|Photo by Paulo Fenalti (Flickr)|
short-tailed antthrush (en); tovaca-campainha (pt); tétéma flambé (fr); tovacá colicorto (es); streifenbrust-ameisendrossel (de)
This species is found in two disjunct areas, one from central and northern Venezuela and along the eastern slopes of the Andes down to Bolivia, and another in south-eastern and southern Brazil, Paraguay and marginally into northern Argentina.
These birds are 20 cm long and weigh about 70 g.
The short-tailed antthrush is mostly found in tropical rainforests, especially in mountainous areas, but also in some dry tropical forests. They are present at altitudes of 50-1.800 m.
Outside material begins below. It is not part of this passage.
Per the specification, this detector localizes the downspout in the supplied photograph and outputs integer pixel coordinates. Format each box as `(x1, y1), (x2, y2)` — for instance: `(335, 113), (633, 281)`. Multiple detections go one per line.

They hunt insects and other invertebrates on the ground, occasionally also following army ant swarms to hunt the invertebrates flushed by the ants.
Short-tailed antthrushes nest in a deep tree cavity, lined with green leaves, up to 2 m above the ground. The female lays 3 white eggs and there is no information regarding the length of the incubation period. The chicks fledge 16-19 days after hatching.
IUCN status - LC (Least Concern)
This species has a very large breeding range and is described as fairly common. The population is suspected to be stable in the absence of evidence for any declines or substantial threats.